Eli went over to the stove, scowling. He sat down on a bucket next to Johnny Knockers and began shoveling stew into the pale man’s mouth so hard that the spoon clanked against his teeth. Johnny Knockers didn’t protest, but he looked very sad.
Eli stopped. He was such a piteous looking thing, Johnny Knockers was, so bony and haunted-looking.
Eli spooned slower. “All right,” he said, “I didn’t mean it about throwing you back, yeh? We was afraid is all. You’re a right frightening chap to look at.”
Johnny Knockers said nothing. But every time he swallowed, his throat clicked like a bird’s, like there was a marble in his gullet.
Eli spooned the broth in silence. Then he said, “I don’t suppose you’d tell where you came from? Where your home’s at? D’you even remember?”
The whalers had tried to find out the first day. They had searched his garment (a shred of bleached cloth, stiff with salt) but all they had found was a long tooth on a leather cord, hanging around his neck, and black scribbles on one arm in some foreign writing. “What language is that?” they had asked, but he hadn’t told them.

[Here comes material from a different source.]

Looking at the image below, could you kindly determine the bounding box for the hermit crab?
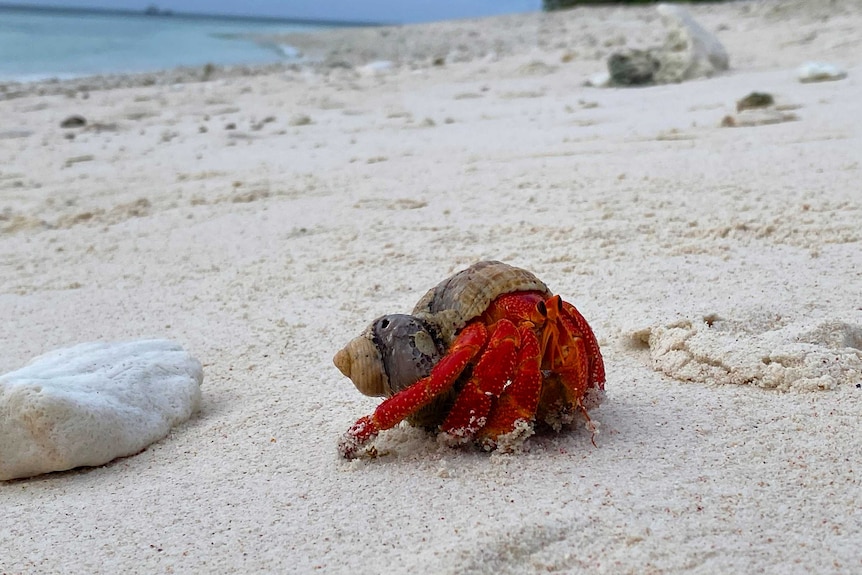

And he did not tell Eli. He did not look up. His pale blue eyes were fixed on the floor-planks, worn smooth and glimmering.
Eli listened to the whalers, merry in loud in the next room.
“I’m from Suffolk,” Eli said. “Suffolk by the Sea.”
Spoon, swallow, spoon, swallow.
“Have you been there? Don’t worry if you haven’t. It’s a gloomy place. A nasty place, right up next to the water. Not as bad as this, though.”
Eli felt that Johnny Knockers agreed with him.
That night, a storm struck––a vicious, screaming storm, all lightning and waves and a white wind that rushed in the sails. A rope snapped. A barrel of whale blubber was lost, a part of a harpoon station went into the sea. But the men were fresh off the victory of the morning’s catch, and so it was shrugged off as nothing.
Eli got the job of feeding Johnny Knockers again the next day. He grumbled in front of the whalers, which confused the cook, because that morning Eli had waited for everyone to leave and had begged him for the job.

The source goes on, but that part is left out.